Thursday, April 23rd, 2009
[Every once in a while, I’ll take a trip down memory lane to spotlight an important, interesting, or just plain peculiar historical moment in Hong Kong cinema history. This will be the first. Hope you enjoy ‘em]
Do you remember when Hollywood finally got hip to Hong Kong action? In the aftermath of the Yuen Woo-Ping choreographed fight scenes in The Matrix (1999) and Crouching Tiger, Hidden Dragon (2000), Hollywood producers began importing Hong Kong action directors with increased frequency for at least the next three years. Yuen returned for the two Matrix sequels as well as the two volumes of Quentin Tarantino’s saga. His brother, Yuen Cheung-Yan handled the action choreography in Kill BillCharlie’s Angels (2000), Daredevil (2003), and Charlie’s Angels 2: Full Throttle (2003). Corey Yuen-Kwai, who actually got a head start* in Jet Li’s American debut, 1998’s Lethal Weapon 4, which was soon to be followed by his participation with Romeo Must Die (2000), X-Men (2000), Kiss of the Dragon (2001), The Transporter (2001) and its sequel, and a personal guilty pleasure, Cradle 2 The Grave (2003).**
If you’re a Hong Kong cinema fan, you’ve probably heard of, if not actually seen, all of these films. But there’s at least one title missing from the millennial “Hong Kong action director” boom. Does anyone remember The Musketeer back in 2001? That title might ring a bell with some of you, but I’m not sure everyone will remember its Hong Kong connection.

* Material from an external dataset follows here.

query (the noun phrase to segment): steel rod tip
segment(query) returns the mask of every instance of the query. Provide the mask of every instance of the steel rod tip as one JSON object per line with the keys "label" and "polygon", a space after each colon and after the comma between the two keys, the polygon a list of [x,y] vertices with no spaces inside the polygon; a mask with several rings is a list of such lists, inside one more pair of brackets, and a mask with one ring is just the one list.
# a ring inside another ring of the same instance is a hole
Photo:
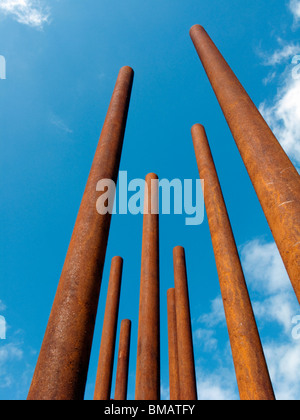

Okay, here’s the scoop. When approached to direct The Musketeer, Peter Hyams (2010, Timecop) was not at all keen on helming the picture – that is, until he came upon the idea of melding Hong Kong wirework with old fashioned Hollywood swashbuckling might actually make the project more interesting – not only to himself, but to the film-going audience as well. For reasons I haven’t been able to determine, Hyams hired none other than Xiong Xin-Xin (most famous as Club Foot in the latter half of the Once Upon a Time in China series) to be the film’s action director. Xiong reportedly spent something like a year thinking up the action setpieces in collaboration with Peter Hyams.